Affinity Ki (CB2, nM)	Compound	CB1/CB2 selectivity	Compound
≤1	1, 2, 9, 15, 16, 17, 23, 27, 28, 29, 30, 31, 32, 36, 38, 39, 43, 47, 48	>1000	8, 14, 17, 24, 29, 30, 33, 38, 39, 48, 50
01–10	3, 4, 8, 12, 13, 14, 18, 19, 22, 24, 33, 35, 44, 46	100–1000	10, 12, 13, 21, 31, 40, 41, 45, 46
10–100	5, 6, 10, 11, 20, 21, 34, 37, 40, 41, 45, 49, 50, 51	10–100	34, 35, 42, 49
>100	42	1–10	32

Executive summary.

• Marijuana or cannabinoids (CBs) drug abuse and toxicities are a serious threat to human health in the USA and the world. It contains a complex mixture of compounds, including tetrahydrocannabinol, the major psychoactive constituent.

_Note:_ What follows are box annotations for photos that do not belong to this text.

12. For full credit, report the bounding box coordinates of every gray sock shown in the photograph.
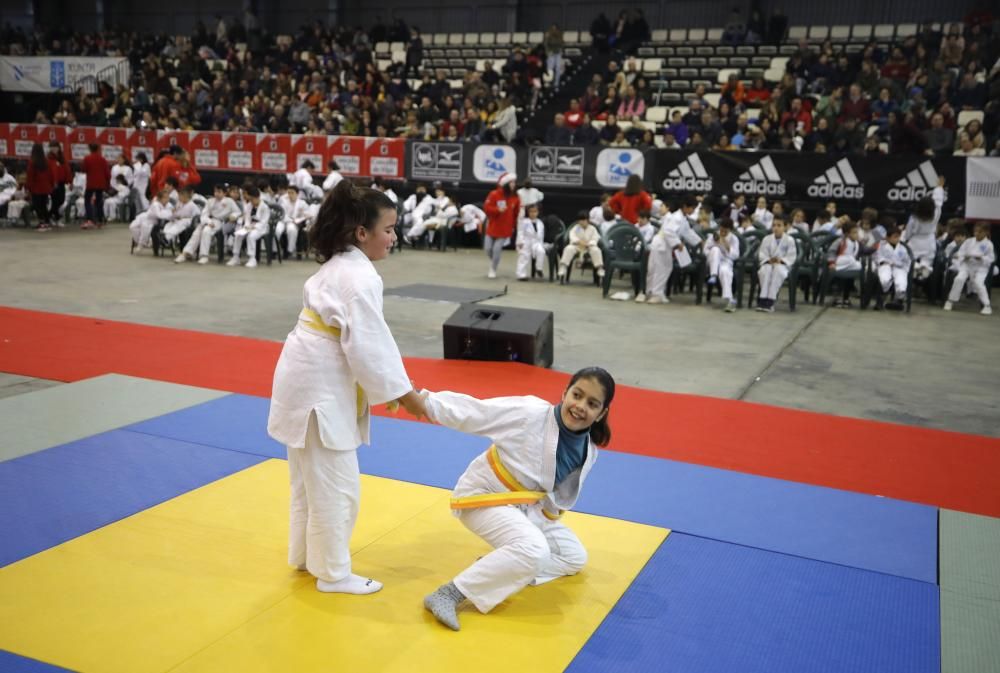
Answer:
[424,582,465,631]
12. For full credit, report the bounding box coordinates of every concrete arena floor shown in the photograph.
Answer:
[0,224,1000,437]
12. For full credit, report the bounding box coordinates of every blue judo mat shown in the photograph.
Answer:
[0,430,263,564]
[566,533,941,673]
[129,395,937,583]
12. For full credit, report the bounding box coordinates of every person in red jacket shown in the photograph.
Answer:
[49,140,73,227]
[608,173,653,224]
[26,143,56,231]
[483,173,521,278]
[80,143,111,229]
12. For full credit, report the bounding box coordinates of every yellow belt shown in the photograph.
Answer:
[299,308,368,418]
[451,444,559,521]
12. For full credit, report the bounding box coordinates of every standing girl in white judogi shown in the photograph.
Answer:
[516,204,547,280]
[424,367,615,631]
[267,180,425,594]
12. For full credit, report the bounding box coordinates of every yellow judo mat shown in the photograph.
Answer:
[0,460,669,673]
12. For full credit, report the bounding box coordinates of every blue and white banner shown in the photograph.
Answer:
[0,56,129,93]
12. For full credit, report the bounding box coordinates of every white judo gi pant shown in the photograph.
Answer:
[163,217,194,241]
[948,264,990,306]
[274,220,299,255]
[128,213,156,248]
[646,236,680,297]
[453,505,587,613]
[708,246,736,301]
[559,243,604,269]
[288,413,361,582]
[878,264,907,298]
[233,227,267,259]
[184,217,222,257]
[757,262,788,300]
[516,243,547,278]
[406,217,448,241]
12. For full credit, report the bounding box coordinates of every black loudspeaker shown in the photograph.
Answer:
[443,304,552,367]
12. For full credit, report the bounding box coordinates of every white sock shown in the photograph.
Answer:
[316,574,382,595]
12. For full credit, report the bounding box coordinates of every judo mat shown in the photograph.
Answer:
[128,395,938,583]
[0,307,1000,516]
[385,283,507,304]
[0,456,668,673]
[941,510,1000,673]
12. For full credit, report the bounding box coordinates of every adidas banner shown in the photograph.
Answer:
[646,150,964,212]
[965,157,1000,220]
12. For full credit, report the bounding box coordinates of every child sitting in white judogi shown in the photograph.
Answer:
[559,211,604,283]
[163,187,201,241]
[705,218,740,313]
[174,183,240,264]
[757,217,798,313]
[875,229,913,308]
[274,184,312,255]
[944,222,996,315]
[516,204,547,280]
[128,187,174,248]
[226,186,271,269]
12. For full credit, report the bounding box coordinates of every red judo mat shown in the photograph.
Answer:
[0,307,1000,516]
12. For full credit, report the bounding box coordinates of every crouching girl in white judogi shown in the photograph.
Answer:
[174,184,241,264]
[635,195,702,304]
[424,367,615,631]
[267,180,425,594]
[226,186,271,269]
[516,204,547,280]
[757,217,799,313]
[128,188,174,248]
[875,229,911,302]
[274,185,310,255]
[163,187,201,241]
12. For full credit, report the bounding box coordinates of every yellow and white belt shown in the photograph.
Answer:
[299,308,368,418]
[451,444,561,521]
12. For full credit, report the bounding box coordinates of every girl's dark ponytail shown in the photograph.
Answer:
[309,180,396,264]
[566,367,615,446]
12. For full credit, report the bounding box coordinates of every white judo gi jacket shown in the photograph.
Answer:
[425,392,598,519]
[267,246,413,451]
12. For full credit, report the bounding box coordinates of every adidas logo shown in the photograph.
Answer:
[888,160,938,201]
[663,154,712,192]
[806,159,865,199]
[733,157,787,196]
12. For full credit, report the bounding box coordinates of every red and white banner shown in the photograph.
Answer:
[125,129,158,164]
[97,128,131,163]
[257,133,295,173]
[292,135,327,173]
[190,131,222,171]
[9,124,38,159]
[363,138,406,180]
[156,131,191,153]
[221,133,260,171]
[323,136,365,177]
[66,126,97,161]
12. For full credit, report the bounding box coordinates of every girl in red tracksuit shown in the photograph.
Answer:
[483,173,521,278]
[27,143,56,231]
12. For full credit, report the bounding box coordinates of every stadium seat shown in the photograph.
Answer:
[875,23,896,40]
[851,23,872,42]
[830,26,851,42]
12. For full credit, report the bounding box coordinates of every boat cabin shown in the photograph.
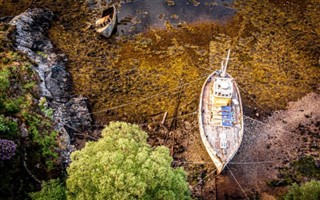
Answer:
[211,78,233,106]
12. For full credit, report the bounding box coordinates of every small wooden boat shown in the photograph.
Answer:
[95,6,117,38]
[198,50,243,174]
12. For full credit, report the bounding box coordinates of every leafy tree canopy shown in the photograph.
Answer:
[284,180,320,200]
[67,122,190,199]
[30,179,66,200]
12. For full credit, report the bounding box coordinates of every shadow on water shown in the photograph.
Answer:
[118,0,235,35]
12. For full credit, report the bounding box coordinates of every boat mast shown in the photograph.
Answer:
[220,49,230,77]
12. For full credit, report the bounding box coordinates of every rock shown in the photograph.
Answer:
[9,8,92,167]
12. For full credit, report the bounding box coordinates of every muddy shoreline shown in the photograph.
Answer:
[1,2,319,199]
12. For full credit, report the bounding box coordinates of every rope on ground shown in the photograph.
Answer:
[226,165,249,199]
[238,85,267,112]
[243,115,298,134]
[228,160,282,165]
[192,169,217,188]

• There are no effective treatments for the abuse of marijuana today as most treatments are still relatively ineffective and have a high failure rate due to drug-addict relapse and withdrawal symptoms.

• Two CB receptors have been cloned and characterized: CB₁ and CB₂.

• Studies show that release of endocannabinoids in the ventral tegmental area can modulate the reward-related effects of dopamine and might, therefore, be an important neurobiological mechanism underlying drug addiction.

• Both CB₁ ligands and CB₂ ligands showed some good treatment effects in drug abuse. The undesirable psychotropic effects of CB₁ ligands has limited the therapeutic utility, while CB₂ ligands would not be expected to elicit such side effects.

• Selective CB₂ receptor ligands developed recently are summarized and classified in to seven types based on their chemical scaffolds.

• CB₂ ligands have therapeutic potentials, such as treatment in immune disorders, pain, cancers and osteoporosis.

• Future research will focus on finding selective and efficacious CB₂ compounds with good drug-like properties but no undesired psychotropic effects.

Key Term

Endocannabinoid system

Endocannabinoids are found in the nervous and immune systems of animals and activate cannabinoid receptors. The endocannabinoid system represents a neuromodulator system consisting of endogenous ligands, enzymes and cannabinoid receptors (subtypes CB₁ and CB₂) that are involved in a variety of physiological processes including appetite, pain sensation, mood and memory; it mediates the psychoactive effects of cannabis.